Academic Culture Assembly’s (ACA) latest event for Mental Health Awareness Month captured the unfortunate irony defining mental health issues on college campuses today: most students were too busy to show up.
The ACA talent show was held at Ground Zero on Thursday, World Mental Health Awareness Day, to promote mental well-being and help students de-stress.
There were four performances during the hour-long show, featuring rapper Clarence the Kid, a capella group UnderSCore, improv troupe Spoiler Alert and singer/songwriter Stephanie Lawrence.
Though concerns and the conversations surrounding mental health on college campuses continue to grow, the majority of audience seats in the former milkshake hub were empty.
Of the 30 students in attendance, nearly half were slated to perform. That number dissipated even more throughout the night as students left after their act. About 15 or so remained by the night’s end.
“I wish there were more people, there was a lot of talent here that I really enjoyed,” said Aaron Valencia, a sophomore majoring in health promotion and disease prevention, who is also a part of the Academic Culture Assembly (ACA).
Valencia recognized that busy schedules and the onset of the midterm season may have impacted turnout.
“It’s also that a lot of people have a lot of other priorities,” he said. “Not to say that mental health isn’t a priority to them, there’s just so much going on around our campus.”
Following their performance, both Lawrence and Speares critiqued the school over the availability of resources and communication issues on campus surrounding mental health.
“There are significant movements among students, but as an institution, I think the University is kind of falling short,” Lawrence said in an interview.
Over the past two years, USC Student Health increased its number of staff members by 50%. In November, they are slated to introduce a new private clinic run by the department of psychiatry that will provide long-term therapy, which the health center hasn’t offered before.
These efforts demonstrate a push by the school to provide better mental health resources for students. Communicating this has been difficult, however, as Engemann tries to shake a reputation on campus as unreliable or understaffed. In the past, the Health Center referred almost 70% of student patients seeking therapy to off-campus providers.
When asked about the night’s attendance issues, both performers noted that students have schedules filled with homework and other activities that bar them from attending events such as those scheduled by the ACA. Advertising for the event, they also said, was limited.
“I found out about this literally 10 minutes before it started,” Speares said.
Speares and Lawrence also commented on a broader student culture that conflates genuine discussion about mental health with sarcasm. Posts on fake personal Instagram accounts, or “finstas”, and other social media platforms, are the most common platforms for this. Often, they provide users a more personal space than their public accounts, which allows them to make more confessional, intimate posts.
“Saying, like, ‘RIP’ or ‘I want to die,’ like that’s so commonplace,” Lawrence said.
“I think people mask it with irony,” Speares said. “It prevents other people from engaging, it prevents you from understanding what’s going on, except that you make edgy jokes.”
This apathy is something Valencia acknowledged as well.
“I think a lot of people overlook it until it affects them directly,” he said. “It’s something important...and that’s why we’re going to keep doing it.”
The musicians of the evening also tailored parts of their performances to match the event's theme.
Stephanie Lawrence performed her last song which touched upon her own feelings of frustration and mental exhaustion.
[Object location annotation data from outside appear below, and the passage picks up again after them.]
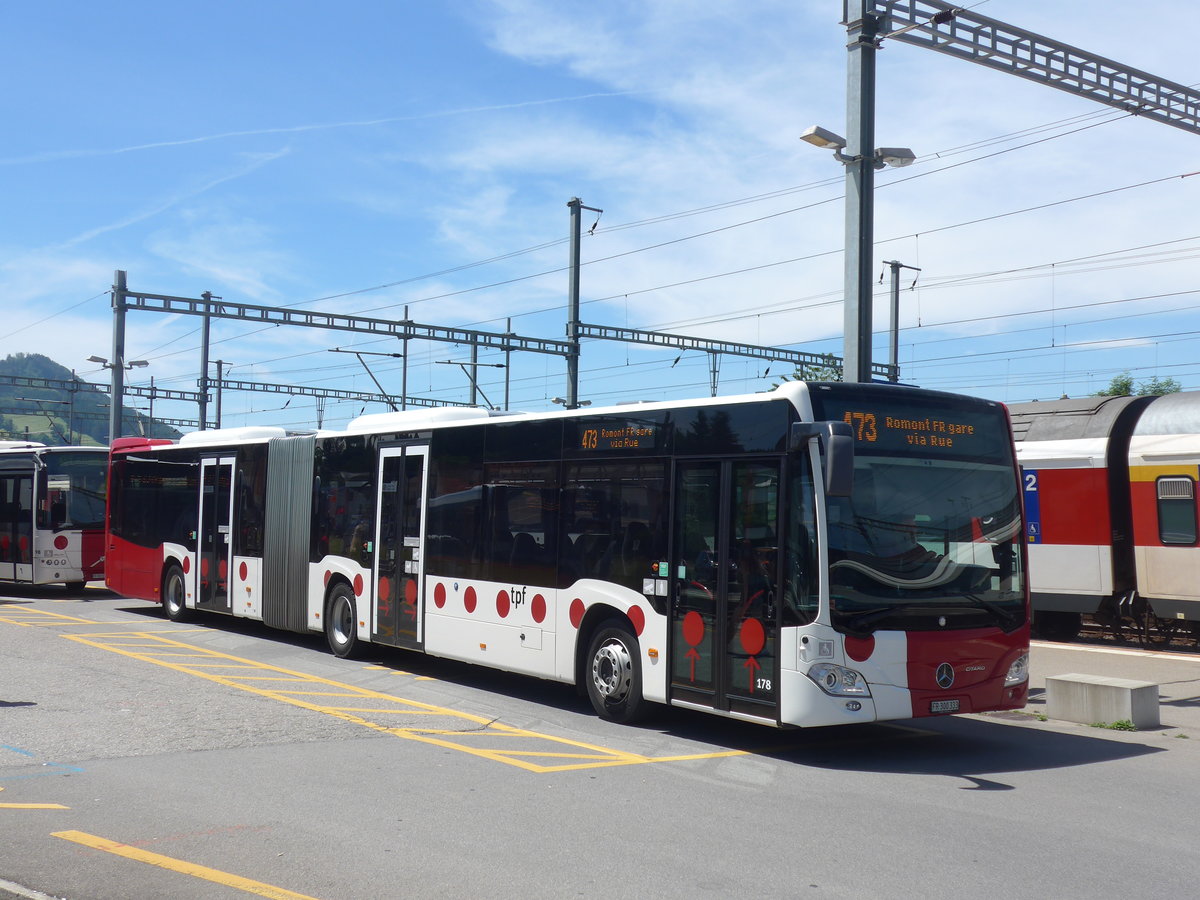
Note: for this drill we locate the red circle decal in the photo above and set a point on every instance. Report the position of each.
(753, 636)
(859, 648)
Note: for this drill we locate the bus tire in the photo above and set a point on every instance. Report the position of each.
(174, 594)
(613, 673)
(341, 618)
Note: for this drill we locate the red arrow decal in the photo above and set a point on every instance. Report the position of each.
(754, 666)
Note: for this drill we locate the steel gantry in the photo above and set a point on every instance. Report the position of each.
(966, 35)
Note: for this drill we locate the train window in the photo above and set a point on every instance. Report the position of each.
(1176, 510)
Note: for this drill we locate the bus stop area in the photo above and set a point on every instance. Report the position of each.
(1176, 675)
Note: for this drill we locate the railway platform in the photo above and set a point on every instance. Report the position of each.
(1175, 672)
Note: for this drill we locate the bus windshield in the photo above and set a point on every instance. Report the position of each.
(930, 537)
(75, 490)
“The ups and downs come back around, the cycle of a smile and frown, it never ends...until I say I’m through,” she sang, accompanied by sophomore Akela Speares on guitar.
“Raise your hand if you’ve ever been stressed out,” Clarence the Kid said before entering a rendition of his unreleased song, “Kyoto.” He named the song after the Japanese city to promote a message of tranquility and peacefulness.
With bars confessing the rapper’s stresses of juggling college and life as a budding musician, Clarence rapped about the need for self-care above a booming instrumental playing from his iPhone.
“Give validation to your own experience,” he rapped - an apropos message for USC’s student body at a time where mental health in college has never been more analyzed and prevalent. For those in attendance, it was one that resonated. Whether or not that was the case for the rest of the student body, however, is still unknown.
ACA has six other events scheduled for Mental Health Awareness Month. The next is a service event on Saturday from 10 a.m. to 2 p.m.